Members of a larger Indian community, a who had come to the ground to witness the match, left large packets of Indian savories and cookies which the team members enjoyed to their heart's content, as we travelled in the coach back to London. The next day, we had to check out of the hotel on St John's Wood Road after settling our bills for extras, which were mostly telephone calls and laundry, and travelled to Slough to play Sri Lanka, yet again, in what would be our last warm-up match. After the match were to check-in at another hotel near Heathrow Airport. The Indian High Commissioner in England was hosting a dinner in hour of the Indian team that day. The incident that had occurred in 1974, when the Indian team had arrived late at a similar function, was very fresh in my mind. The then Indian High Commissioner was furious and with tempers falring on both sides, a lot of unpleasantness was created then. 

When the representative of the Indian High Commission came to me, I very politely told we were playing at Slough, which was well outside London and that, we were staying in a Hotel at Heathrow which was a fair distance away from the residence of the Indian High Commissioner. It would be my earnest endeavour to be there on time, but if we were held up in traffic and got delayed the High Commissioner should not mind. In fact, I told his representative of the incident of 1974. He was very understanding and said that, he would convey to the High Commissioner of our request and about the likely problem of a late arrival.
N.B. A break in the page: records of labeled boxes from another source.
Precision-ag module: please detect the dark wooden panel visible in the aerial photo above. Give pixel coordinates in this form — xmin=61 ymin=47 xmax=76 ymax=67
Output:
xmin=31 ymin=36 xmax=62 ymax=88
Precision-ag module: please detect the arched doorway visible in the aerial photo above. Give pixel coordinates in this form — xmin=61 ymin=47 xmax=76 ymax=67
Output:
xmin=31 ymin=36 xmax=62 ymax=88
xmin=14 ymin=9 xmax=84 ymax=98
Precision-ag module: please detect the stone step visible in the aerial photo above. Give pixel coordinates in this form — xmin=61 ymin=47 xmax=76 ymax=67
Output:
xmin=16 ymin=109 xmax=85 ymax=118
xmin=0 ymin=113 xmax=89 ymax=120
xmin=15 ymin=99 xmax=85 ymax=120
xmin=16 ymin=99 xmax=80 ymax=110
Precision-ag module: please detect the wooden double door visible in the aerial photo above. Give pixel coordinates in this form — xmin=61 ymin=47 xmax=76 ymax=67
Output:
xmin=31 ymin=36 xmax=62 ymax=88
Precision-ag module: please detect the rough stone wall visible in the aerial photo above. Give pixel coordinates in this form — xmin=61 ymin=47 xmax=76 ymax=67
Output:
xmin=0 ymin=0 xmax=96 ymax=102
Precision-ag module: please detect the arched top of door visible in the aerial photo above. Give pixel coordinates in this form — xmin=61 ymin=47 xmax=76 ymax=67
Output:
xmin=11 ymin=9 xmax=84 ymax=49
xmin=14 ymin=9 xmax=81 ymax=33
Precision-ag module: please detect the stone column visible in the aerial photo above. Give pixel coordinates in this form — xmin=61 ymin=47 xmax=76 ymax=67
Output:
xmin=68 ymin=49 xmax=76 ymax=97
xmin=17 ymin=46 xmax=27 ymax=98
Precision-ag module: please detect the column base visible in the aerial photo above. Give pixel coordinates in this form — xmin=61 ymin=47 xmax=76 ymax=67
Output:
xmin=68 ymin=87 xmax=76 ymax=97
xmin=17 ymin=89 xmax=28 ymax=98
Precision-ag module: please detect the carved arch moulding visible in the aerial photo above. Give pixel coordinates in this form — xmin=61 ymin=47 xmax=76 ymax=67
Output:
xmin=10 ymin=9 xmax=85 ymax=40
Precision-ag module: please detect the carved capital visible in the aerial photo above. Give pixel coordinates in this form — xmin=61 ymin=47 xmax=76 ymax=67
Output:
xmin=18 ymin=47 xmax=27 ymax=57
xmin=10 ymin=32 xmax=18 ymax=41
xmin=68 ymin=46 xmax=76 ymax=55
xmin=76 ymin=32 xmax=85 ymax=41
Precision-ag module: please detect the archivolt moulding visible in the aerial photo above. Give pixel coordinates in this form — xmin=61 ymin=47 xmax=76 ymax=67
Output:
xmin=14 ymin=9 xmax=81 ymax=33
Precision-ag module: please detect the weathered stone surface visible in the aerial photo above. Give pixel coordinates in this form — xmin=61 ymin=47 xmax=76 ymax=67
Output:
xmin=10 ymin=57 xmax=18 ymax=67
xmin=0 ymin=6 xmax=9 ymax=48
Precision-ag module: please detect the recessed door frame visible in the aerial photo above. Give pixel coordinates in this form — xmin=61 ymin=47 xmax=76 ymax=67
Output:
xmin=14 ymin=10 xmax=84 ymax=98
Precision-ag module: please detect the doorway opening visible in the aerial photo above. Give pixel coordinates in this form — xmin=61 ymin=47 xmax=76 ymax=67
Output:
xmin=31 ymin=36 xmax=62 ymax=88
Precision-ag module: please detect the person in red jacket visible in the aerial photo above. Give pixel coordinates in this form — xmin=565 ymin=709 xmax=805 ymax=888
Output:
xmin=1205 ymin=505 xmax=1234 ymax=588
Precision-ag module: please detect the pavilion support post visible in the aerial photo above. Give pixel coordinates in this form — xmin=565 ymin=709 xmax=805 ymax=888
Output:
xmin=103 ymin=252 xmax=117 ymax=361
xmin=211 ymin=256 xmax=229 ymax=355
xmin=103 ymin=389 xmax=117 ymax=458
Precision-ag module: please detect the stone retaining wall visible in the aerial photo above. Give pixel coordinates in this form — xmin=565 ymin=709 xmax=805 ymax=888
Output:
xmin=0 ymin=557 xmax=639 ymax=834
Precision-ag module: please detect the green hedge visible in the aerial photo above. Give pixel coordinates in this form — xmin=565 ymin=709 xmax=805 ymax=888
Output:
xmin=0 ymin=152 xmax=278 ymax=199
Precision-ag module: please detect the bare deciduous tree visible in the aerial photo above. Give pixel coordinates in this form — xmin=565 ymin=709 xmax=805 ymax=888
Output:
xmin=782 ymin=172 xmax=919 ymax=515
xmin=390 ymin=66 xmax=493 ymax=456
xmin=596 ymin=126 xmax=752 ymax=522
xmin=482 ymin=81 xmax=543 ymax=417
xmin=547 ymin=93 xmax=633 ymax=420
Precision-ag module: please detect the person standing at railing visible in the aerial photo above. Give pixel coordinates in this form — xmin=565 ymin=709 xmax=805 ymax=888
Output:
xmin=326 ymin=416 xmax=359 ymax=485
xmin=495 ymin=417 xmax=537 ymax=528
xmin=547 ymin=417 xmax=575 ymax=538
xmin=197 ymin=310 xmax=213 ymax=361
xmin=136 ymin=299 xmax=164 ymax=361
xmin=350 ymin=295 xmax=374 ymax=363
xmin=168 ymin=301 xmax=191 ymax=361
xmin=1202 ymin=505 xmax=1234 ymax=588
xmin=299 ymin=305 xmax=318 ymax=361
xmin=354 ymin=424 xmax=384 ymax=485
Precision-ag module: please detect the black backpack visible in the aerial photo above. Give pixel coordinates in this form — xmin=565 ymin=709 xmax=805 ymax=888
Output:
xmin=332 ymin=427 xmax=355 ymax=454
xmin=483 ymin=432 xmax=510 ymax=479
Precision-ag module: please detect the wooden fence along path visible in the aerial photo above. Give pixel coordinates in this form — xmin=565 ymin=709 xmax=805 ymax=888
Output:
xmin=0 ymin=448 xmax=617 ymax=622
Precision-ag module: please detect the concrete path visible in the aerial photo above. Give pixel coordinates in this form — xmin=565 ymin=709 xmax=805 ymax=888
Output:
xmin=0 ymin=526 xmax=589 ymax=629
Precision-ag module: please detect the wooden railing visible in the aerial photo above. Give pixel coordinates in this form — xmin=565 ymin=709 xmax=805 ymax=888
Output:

The ground at Slough was small and very open. There was just a small shack like pavilion with toilets. The day was nice, bright and dry but, being an open ground it was windy. This time also, the captains decided to play a 50-over match. And on winning the toss, the Sri Lanka were asked to bat. In a hard-fought match, good cricket was played. Though we lost the match narrowly, it was good to see Sunny getting runs this time.

Brief Scores
Sri Lanka 256-9
(Sunil Wettimuny 67, Roy Dias 70; Roger Binny 3-66) beat India 240 (Sunil Gavaskar 58, Mohinder Amarnath 45) -by 16 runs

We had played four warm-up games, had lost three of them and one of those to the Minor Counties. We rushed to our hotel for a quick wash and then dashed off to the Indian High Commissioner's house for the party. Luckily there was not much of traffic and we reached in time. As we approached the house, we realised the problem of getting into the area where the house was located. The luxury bus/coach that is invariably given to a touring team is a huge one. Though it is very large it has only 24 seats. There are a couple of dining tables too. The passengers can play cards or other games, use the tables to eat and drink. The bus had three televisions fitted in at angles which all the passengers seated could watch and there was a VCR attached to the TVs. There was a pantry with a refrigerator and a small cooker. Tea or coffee could be prepared, while the bus was on the move and there was a toilet, as well. Obviously, with all these facilities in the bus, it had to be pretty large.

Because of its size, the bus could not take sharp turns at one go. And the approach to the High Commissioner's house, had one such sharp turn from the main road. To negotiate such a turn the driver had to reverse several times thereby holding up the traffic. The whole process was pretty time consuming. This could be one of the reasons why the Indian team was late in 1974.

We had a good time at the party and the Indian High Commissioner was a great host. He made it a point to speak to each one of us and spend time with us. There were quote a few invitees and one among them was Asif Iqbal, the former Pakistani captain and my old friend from Hyderabad. He was busy talking with some of the Indian senior players who had been contracted to play in Sharjah. One may recall the Sharjah tournament had just started and was being organised and played on an unofficial basis. The players were free to have their own terms and fees for participation, before it became official and the respective Boards came into the picture.